Our View: Shrugging off terror

May 3 2013 - 9:16am


Terror patrol
Terror patrol

It's not surprising that after a terrorist incident -- such as the Boston bombings -- dominates the news and interests of Americans, there tends to be a spike in perceived terror-like threats. This has occurred in the Top of Utah. In one week, there was a pipe bomb found at Mountain View Elementary School, a threatening letter sent to Shadow View Elementary School, a threat made to Davis Hospital and Medical Center, a "suspicious" backpack and trash bag were checked, and at Weber State University, events were interrupted while a powdery white substance -- that turned out to be plaster -- was investigated.

Added concern over terror, and more reports of "suspicious" packages, powders, and threats are caused by human nature, and frankly, the old adage, "better safe than sorry," remains good advice.

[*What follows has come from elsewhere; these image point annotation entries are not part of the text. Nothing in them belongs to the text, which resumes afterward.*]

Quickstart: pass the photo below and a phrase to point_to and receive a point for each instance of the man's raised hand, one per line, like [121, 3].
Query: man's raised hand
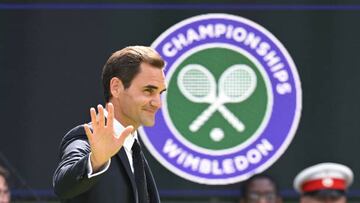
[104, 143]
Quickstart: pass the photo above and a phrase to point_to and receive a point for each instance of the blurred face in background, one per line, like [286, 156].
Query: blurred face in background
[261, 190]
[4, 191]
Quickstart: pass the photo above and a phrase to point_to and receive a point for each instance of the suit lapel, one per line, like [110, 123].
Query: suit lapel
[125, 162]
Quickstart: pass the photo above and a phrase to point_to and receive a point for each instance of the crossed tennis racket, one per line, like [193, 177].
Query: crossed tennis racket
[236, 84]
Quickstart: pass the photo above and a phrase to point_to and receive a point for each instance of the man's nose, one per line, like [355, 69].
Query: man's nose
[156, 102]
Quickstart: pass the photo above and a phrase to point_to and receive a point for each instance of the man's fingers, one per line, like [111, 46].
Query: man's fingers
[101, 116]
[88, 131]
[110, 117]
[126, 132]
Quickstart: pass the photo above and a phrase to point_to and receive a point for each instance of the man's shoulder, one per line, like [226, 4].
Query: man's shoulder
[76, 133]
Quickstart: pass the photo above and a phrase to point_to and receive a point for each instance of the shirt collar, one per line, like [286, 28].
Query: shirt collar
[118, 128]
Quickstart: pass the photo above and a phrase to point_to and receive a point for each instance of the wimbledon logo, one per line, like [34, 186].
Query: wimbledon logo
[233, 102]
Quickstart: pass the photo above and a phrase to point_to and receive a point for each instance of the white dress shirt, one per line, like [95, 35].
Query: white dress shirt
[128, 142]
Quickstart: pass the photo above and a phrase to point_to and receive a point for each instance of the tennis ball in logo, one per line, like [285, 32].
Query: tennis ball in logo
[216, 131]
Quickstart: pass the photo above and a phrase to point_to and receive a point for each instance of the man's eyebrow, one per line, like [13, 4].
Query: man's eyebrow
[154, 87]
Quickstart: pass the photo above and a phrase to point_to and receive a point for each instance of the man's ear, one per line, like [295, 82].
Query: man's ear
[116, 87]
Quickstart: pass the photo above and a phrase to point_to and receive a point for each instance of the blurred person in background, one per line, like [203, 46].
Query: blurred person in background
[102, 161]
[4, 186]
[324, 183]
[260, 188]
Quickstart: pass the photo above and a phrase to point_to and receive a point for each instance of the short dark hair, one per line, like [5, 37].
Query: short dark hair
[245, 186]
[125, 65]
[5, 174]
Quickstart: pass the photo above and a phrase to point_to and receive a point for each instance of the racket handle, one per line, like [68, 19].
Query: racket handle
[203, 117]
[231, 118]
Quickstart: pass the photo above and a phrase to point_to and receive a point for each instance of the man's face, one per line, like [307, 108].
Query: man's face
[4, 191]
[310, 199]
[262, 190]
[141, 100]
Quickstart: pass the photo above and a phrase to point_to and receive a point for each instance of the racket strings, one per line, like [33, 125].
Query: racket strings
[237, 83]
[197, 83]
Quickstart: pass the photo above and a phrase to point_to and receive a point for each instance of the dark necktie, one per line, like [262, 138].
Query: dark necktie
[139, 173]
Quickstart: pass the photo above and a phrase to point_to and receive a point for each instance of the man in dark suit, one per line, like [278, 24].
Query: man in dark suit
[101, 161]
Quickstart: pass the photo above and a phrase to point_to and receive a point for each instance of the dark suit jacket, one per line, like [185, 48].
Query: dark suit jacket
[116, 185]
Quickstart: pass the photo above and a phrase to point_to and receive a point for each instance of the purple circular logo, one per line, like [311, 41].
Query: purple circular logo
[233, 102]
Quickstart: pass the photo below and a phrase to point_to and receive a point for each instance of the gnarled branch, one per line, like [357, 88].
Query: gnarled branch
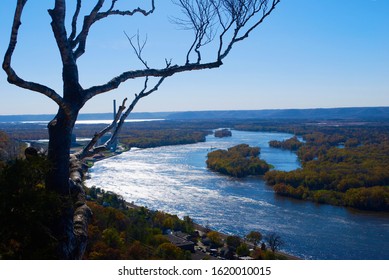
[90, 149]
[12, 77]
[79, 43]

The heightened interest and concern that the Boston terror incident has brought locally and nationally is not unknown to law enforcement. And, on those threats that turn out to be crimes, police are at work. For instance, officials are combing through surveillance video at Mountain View Elementary with the hopes of learning who left the pipe bomb there.

As the shock of the Boston bombs ebbs, the number of threats reported locally will, of course, decline. We've been lucky in the United States. Despite the terror of Sept. 11, 2001, the Boston attacks, and a few other attacks -- such as Fort Hood -- we don't live with terrorism as a potential daily threat, as others do in many parts of the world, such as Israel, Iraq, and Afghanistan.

A Rasmussen Reports poll, released more than a week after the Boston bombings, indicates that most Americans are taking the threat of terror in stride. Seventy-one percent of us think that another terror attack is likely within the next year, but more than half of us, 54 percent, still regard economic concerns as more important than terrorism threats. 

If attacks occur with more frequency, the sentiments revealed by the Rasmussen poll will change. But so far, our nation has been protected well against the threat of terrorism.